Are bourbon biscuits bourbon flavored or are you supposed to dip them in bourbon?  A lot of the english foods aren't available here so I can only imagine what they taste like but those look good in the pictures.


----------



## sarafinanickelbocker (May 16, 2010)

I dunno, it's just a cookie. If you like 'em, great. If not, great too.

The cookie part is softer than generic brands, so if you're comparing it depends on what you like.

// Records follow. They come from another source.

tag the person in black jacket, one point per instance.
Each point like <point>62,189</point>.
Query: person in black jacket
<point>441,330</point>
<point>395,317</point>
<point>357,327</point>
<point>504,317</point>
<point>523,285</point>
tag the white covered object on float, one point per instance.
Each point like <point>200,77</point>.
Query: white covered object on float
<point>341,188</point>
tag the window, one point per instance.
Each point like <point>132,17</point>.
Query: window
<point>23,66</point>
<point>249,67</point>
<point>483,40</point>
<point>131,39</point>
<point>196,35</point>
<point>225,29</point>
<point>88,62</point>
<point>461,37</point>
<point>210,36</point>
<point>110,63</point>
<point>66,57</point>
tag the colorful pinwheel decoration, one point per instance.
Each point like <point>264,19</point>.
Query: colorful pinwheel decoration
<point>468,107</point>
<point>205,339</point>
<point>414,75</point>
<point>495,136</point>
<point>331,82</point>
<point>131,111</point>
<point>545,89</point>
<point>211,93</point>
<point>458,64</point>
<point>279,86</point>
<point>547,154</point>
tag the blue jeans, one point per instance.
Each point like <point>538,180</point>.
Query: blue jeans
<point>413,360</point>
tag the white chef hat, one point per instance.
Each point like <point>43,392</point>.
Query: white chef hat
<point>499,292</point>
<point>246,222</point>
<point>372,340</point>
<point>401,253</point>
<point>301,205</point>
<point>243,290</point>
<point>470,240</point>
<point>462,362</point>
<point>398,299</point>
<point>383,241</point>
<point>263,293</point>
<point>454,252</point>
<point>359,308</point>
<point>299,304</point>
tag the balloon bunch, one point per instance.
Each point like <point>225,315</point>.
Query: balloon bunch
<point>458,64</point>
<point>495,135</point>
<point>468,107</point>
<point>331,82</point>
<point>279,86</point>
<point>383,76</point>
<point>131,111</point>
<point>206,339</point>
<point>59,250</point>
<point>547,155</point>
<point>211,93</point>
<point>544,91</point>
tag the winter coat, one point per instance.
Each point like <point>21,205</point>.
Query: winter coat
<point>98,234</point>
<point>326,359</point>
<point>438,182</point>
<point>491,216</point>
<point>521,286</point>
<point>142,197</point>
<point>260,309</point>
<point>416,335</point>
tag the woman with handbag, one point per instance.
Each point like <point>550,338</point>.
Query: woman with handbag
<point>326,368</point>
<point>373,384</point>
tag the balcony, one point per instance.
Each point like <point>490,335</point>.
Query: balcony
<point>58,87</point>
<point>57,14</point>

Blah blah blah and all that jazz.


----------



## nubly (Nov 2, 2006)

Haven't had them in years but I remember liking them. The yellow ones are good too. Didn't know they had more than two flavors.


----------



## Fangirl96 (Apr 13, 2015)

The biscuit part tastes like heaven, but im not a major fan of the white cream. I only like the ones with the chocolate cream instead.


----------



## McFly (Jul 15, 2014)

nubly said:


> Haven't had them in years but I remember liking them. The yellow ones are good too. Didn't know they had more than two flavors.

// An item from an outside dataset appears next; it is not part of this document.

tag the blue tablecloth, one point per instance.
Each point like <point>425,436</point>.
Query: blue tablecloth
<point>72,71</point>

They've introduced a lot of flavors, and a lot end up getting replaced eventually. I'd vote for mint as the best aside from the original. Chocolate filling is pretty good too. Candy corn and cotton candy are accurate but the flavors can be a bit overwhelming


----------



## a degree of freedom (Sep 28, 2011)

I don't know how they are rated, so I can't make a comparison.

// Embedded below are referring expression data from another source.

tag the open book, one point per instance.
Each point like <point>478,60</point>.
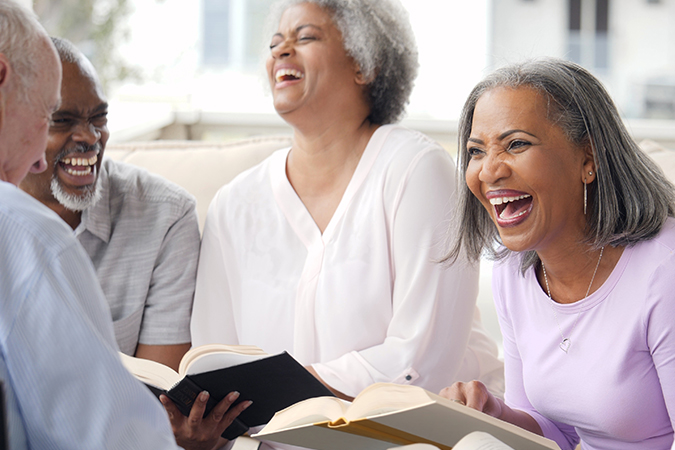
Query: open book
<point>476,440</point>
<point>385,414</point>
<point>271,382</point>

I don't mind Oreos, but they're not the first sweet thing I go for.


----------



## unemployment simulator (Oct 18, 2015)

McFly said:


> Are bourbon biscuits bourbon flavored or are you supposed to dip them in bourbon?  A lot of the english foods aren't available here so I can only imagine what they taste like but those look good in the pictures.


not bourbon flavoured I think the name is a historical one. i've not tried that myself, I imagine someone may have tried doing it though! generally we tend to dunk em in tea or coffee or milk.


----------



## greentea33 (Mar 4, 2014)

I dislike oreos.


----------



## flyingMint (Aug 31, 2015)

I find them really addicting so no lol


----------



## Constellations (Sep 23, 2013)

I find them mediocre, just like any biscuit. Nothing special.


----------



## AllieG (Feb 20, 2014)

I find them delicious but I can go a very long time without them so they're not like a "gotta have" junk food imo.


----------



## slyfox (Nov 18, 2007)

Yes, or at least I don't like them much on their own. They can be great mixed into things like McFlurries though


----------



## ShatteredGlass (Oct 12, 2012)

i'd binge on 'em ¯\_(ツ)_/¯


----------



## KelsKels (Oct 4, 2011)

Yeah they're overrated.. I'm really not a fan. I prefer those sugat cookies with the pink frosting.. mmm.


----------



## Ominous Indeed (Sep 6, 2015)

AllieG said:


> I find them delicious but I can go a very long time without them so they're not like a "gotta have" junk food imo.


When AllieG gets angry her flower changes spot  haha


----------



## kivi (Dec 5, 2014)

I've only eaten them for two times. They were okay, I liked the crunchiness but I don't like sugary snacks that much. I can only eat a few of them. Dipping them on the milk may make them taste less sugary for me but I don't really like it when my food dissolves in something.


----------



## Galactic Voyage (Jul 7, 2016)

I don't like calling things overrated, but I voted for yes anyway just because I'm not a fan of Oreos. I used to like them as a kid, but as time went on, the taste of Oreos started to become more and more gross for me. I can definitely see why other people love them, however!


----------



## Rickets (May 5, 2014)

They are good, but combined into a Cadbury bar they are ace.


----------